First, the absence of arms' length dealing between commercially related parties generally precludes the exercise of a right of first refusal. See Fina Oil and Chem. Co. v. Amoco Prod. Co., 673 So.2d 668, 672 (La. Ct. App. 1996) (citing Harlan Albright, Preferential Right Provisions and their Applicability to Oil and Gas Instruments, 32 S.W.L.J. 803, 811 (1978)). Second, and significant for the present case, a right of first refusal is not triggered, "where the evidence indicate[s] that motives of business convenience prompted the transfer of the leased property to the grantor's wholly owned corporation, or the transfer from one corporation to another corporation owned and controlled by the same interests." Thomas J. Goger, Annotation, Landlord and Tenant: What Amounts to 'Sale' of Property for Purposes of Provision Giving Tenant Right of First Refusal if Landlord Desires to Sell, 70 A.L.R.3d 203 (2005) (emphasis added); see McGuire, 2 P.3d at 532; Kroehnke, 467 P.2d at 265; Sand, 121 A.2d at 559. In each of these situations, the conveyance does not result in a change in ownership or control and therefore does not invoke a right of first refusal on the property.
Applying these principles, we hold that the conveyance between TAL and TCI did not trigger Creque's right of first refusal. There was no arms' length dealing and no change in control of the property occurred. It is true, as Creque points out, that the conveyance took the form of a sale (which, she argues, necessarily implies the existence of a bona fide offer to purchase) and was reported as a sale on both TAL and TCI's tax returns.

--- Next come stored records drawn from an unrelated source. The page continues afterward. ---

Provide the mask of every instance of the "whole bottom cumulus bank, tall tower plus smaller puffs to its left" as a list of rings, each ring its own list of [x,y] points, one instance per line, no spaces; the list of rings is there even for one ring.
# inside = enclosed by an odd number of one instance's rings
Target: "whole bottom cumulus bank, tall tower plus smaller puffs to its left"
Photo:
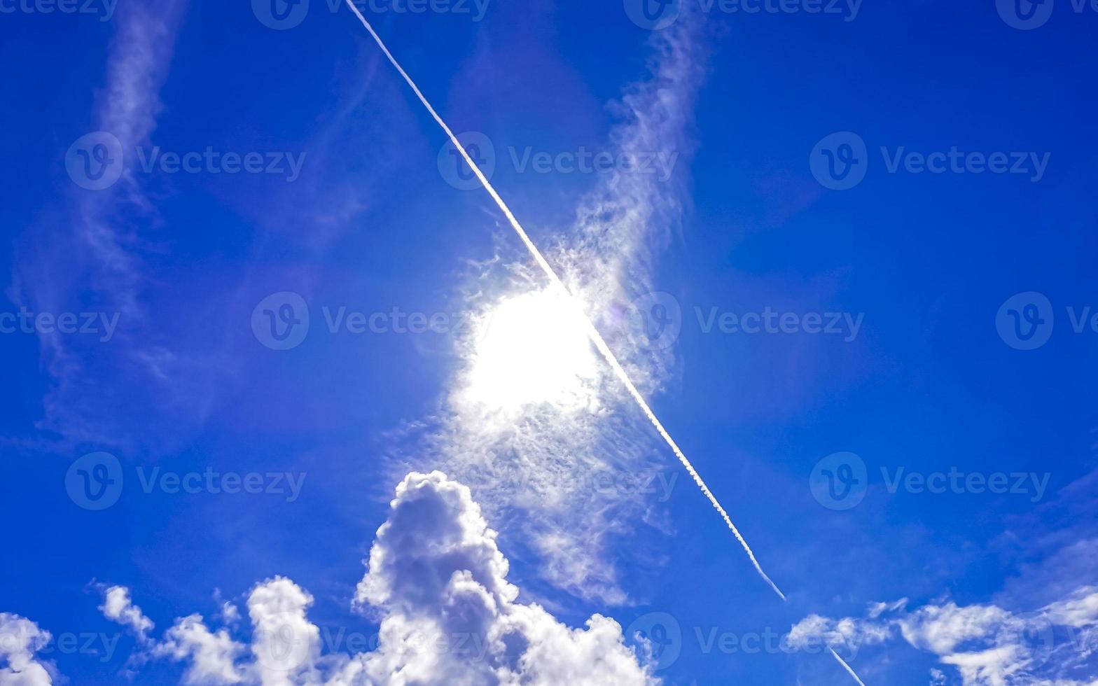
[[[594,615],[573,629],[518,600],[496,532],[464,485],[440,472],[412,473],[391,508],[354,598],[380,620],[374,650],[325,653],[309,619],[313,597],[274,577],[248,595],[250,644],[191,615],[150,654],[182,664],[182,683],[195,686],[659,684],[613,619]],[[111,597],[114,614],[132,620],[128,593]]]

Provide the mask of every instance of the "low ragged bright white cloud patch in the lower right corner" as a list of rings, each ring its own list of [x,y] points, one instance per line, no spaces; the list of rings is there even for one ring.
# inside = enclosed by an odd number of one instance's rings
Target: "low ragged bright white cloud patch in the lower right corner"
[[[813,615],[791,631],[804,648],[822,641],[856,653],[862,645],[901,637],[952,667],[963,686],[1093,686],[1098,683],[1098,587],[1082,586],[1037,611],[948,601],[905,611],[907,601],[877,604],[865,618]],[[934,684],[946,672],[931,673]]]

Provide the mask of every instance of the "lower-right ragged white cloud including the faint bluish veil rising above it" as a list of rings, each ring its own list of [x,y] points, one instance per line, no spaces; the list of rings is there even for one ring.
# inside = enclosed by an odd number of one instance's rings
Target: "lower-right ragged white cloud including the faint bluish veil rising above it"
[[[986,603],[939,598],[908,609],[907,599],[879,603],[862,617],[813,615],[791,644],[822,641],[856,655],[870,645],[897,645],[933,655],[935,684],[963,686],[1091,686],[1098,683],[1098,546],[1093,484],[1087,474],[1034,514],[1010,522],[995,546],[1012,542],[1021,562],[1004,591]],[[1050,522],[1062,522],[1050,529]],[[1035,556],[1040,564],[1026,560]],[[887,674],[887,666],[882,666]],[[959,681],[957,681],[959,679]]]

Nevertheless, we must look beyond formalities and accounting entries to the true nature of the conveyance. Cf. Isaacson, 511 P.2d at 272 (construing a transaction between father and son as a gift despite the formal appearance of a sale).
The conveyance was directed by the parent corporation, Texaco, so that it could avoid additional tax liability. The record reveals no consideration of any particular benefit for either subsidiary, the formal parties to the conveyance. Also, there is no evidence of the type of negotiation between TAL and TCI that would denote an open market sale. Instead, the terms of the deal were set by Texaco. Finally, and perhaps most significantly, because TAL and TCI had all-but identical boards of directors, the same entity retained control over Lot No. 1 after the conveyance. Moreover, as the parent corporation, Texaco ultimately remained in control of Lot No. 1 at all times. The conveyance was, in reality, a restructuring and not a sale.
A right of first refusal to purchase real property is not triggered by the mere conveyance of that property. Only when the conveyance is marked by arms' length dealing and a change in control of the property may that right be exercised. See Sand, 121 A.2d at 559; McGuire, 2 P.3d at 532; Belliveau, 557 A.2d at 78–79; Kroehnke, 467 P.2d at 267; cf. Pellandini v. Valadao, 7 Cal. Rptr. 3d 413, 417–18 (Cal. Ct. App. 2003) (holding that the transfer of an interest in real property from one co-tenant to the other did not constitute a "bona fide offer," and therefore did not trigger the plaintiff's right of first refusal). Where, as here, a corporation conveys property from one of its wholly-owned subsidiaries to another in good faith for a legitimate business purpose, there has been no bona fide third party offer sufficient to trigger a right of first refusal on the property. Therefore, the condition precedent to Creque's exercise of her right of first refusal has not yet been satisfied.*fn4
The District Court properly determined that TAL and TCI were entitled to judgment as a matter of law. We will affirm.